On all the miserable business that now followed, I have four questions that I asked myself often at the time, and ask myself still:—Was the man moved by a particular sentiment against Mr. Henry? or by what he thought to be his interest? or by a mere delight in cruelty such as cats display and theologians tell us of the devil? or by what he would have called love? My common opinion halts among the three first; but perhaps there lay at the spring of his behaviour an element of all. As thus:—Animosity to Mr. Henry would explain his hateful usage of him when they were alone; the interests he came to serve would explain his very different attitude before my lord; that and some spice of a design of gallantry, his care to stand well with Mrs. Henry; and the pleasure of malice for itself, the pains he was continually at to mingle and oppose these lines of conduct.

Partly because I was a very open friend to my patron, partly because in my letters to Paris I had often given myself some freedom of remonstrance, I was included in his diabolical amusement.
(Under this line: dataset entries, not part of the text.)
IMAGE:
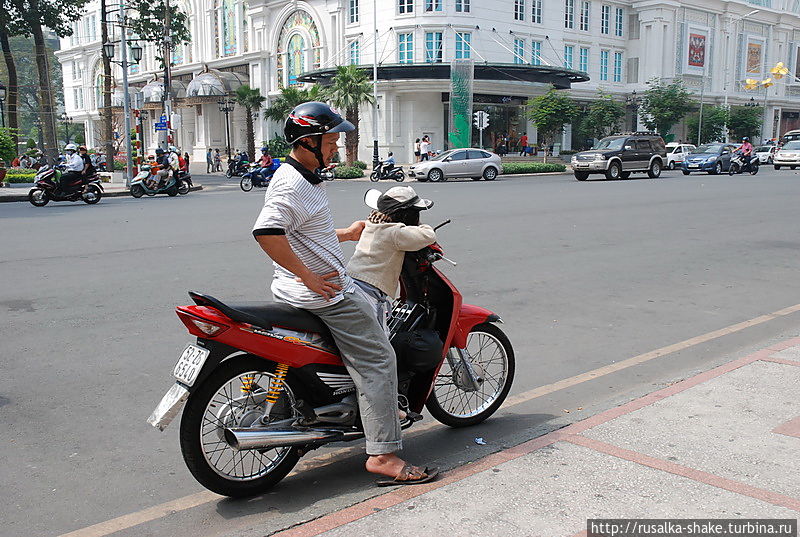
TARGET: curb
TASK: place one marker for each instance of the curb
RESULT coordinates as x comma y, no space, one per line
113,194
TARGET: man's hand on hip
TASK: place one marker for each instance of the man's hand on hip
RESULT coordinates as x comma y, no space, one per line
321,285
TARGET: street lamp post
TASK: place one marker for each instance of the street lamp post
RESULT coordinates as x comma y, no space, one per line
226,107
731,22
136,55
2,103
633,101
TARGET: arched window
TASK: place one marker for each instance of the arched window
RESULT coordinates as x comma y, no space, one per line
299,48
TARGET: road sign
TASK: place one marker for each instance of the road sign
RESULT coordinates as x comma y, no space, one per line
481,119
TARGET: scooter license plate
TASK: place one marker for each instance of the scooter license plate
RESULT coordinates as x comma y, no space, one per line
189,364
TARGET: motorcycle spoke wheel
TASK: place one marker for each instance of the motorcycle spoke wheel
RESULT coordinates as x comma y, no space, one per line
234,396
454,401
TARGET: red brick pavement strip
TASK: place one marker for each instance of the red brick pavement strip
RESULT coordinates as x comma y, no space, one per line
404,493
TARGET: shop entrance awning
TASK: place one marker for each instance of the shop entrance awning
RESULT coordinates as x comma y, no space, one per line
560,77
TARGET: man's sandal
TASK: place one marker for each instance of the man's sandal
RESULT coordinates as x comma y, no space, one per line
411,475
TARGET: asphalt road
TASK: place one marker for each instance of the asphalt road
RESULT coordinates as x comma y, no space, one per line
584,274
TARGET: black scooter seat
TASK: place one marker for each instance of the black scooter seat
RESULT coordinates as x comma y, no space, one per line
266,314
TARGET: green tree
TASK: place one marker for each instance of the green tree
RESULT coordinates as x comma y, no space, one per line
146,20
713,128
745,121
8,148
603,117
34,16
664,105
252,101
290,97
550,112
349,89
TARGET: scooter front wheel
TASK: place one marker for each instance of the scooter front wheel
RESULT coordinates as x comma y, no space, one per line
234,396
488,360
38,197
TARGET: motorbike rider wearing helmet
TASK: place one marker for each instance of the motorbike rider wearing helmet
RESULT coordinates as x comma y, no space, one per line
295,229
73,167
747,150
266,159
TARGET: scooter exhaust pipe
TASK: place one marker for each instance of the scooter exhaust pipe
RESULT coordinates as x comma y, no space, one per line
272,437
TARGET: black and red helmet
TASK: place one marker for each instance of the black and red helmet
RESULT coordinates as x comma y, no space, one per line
312,119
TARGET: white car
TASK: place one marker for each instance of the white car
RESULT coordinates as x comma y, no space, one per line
766,153
788,155
470,162
676,154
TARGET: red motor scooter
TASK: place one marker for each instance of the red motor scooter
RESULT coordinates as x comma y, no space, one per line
264,383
When I was alone with him, he pursued me with sneers; before the family he used me with the extreme of friendly condescension. This was not only painful in itself; not only did it put me continually in the wrong; but there was in it an element of insult indescribable. That he should thus leave me out in his dissimulation, as though even my testimony were too despicable to be considered, galled me to the blood. But what it was to me is not worth notice. I make but memorandum of it here; and chiefly for this reason, that it had one good result, and gave me the quicker sense of Mr. Henry’s martyrdom.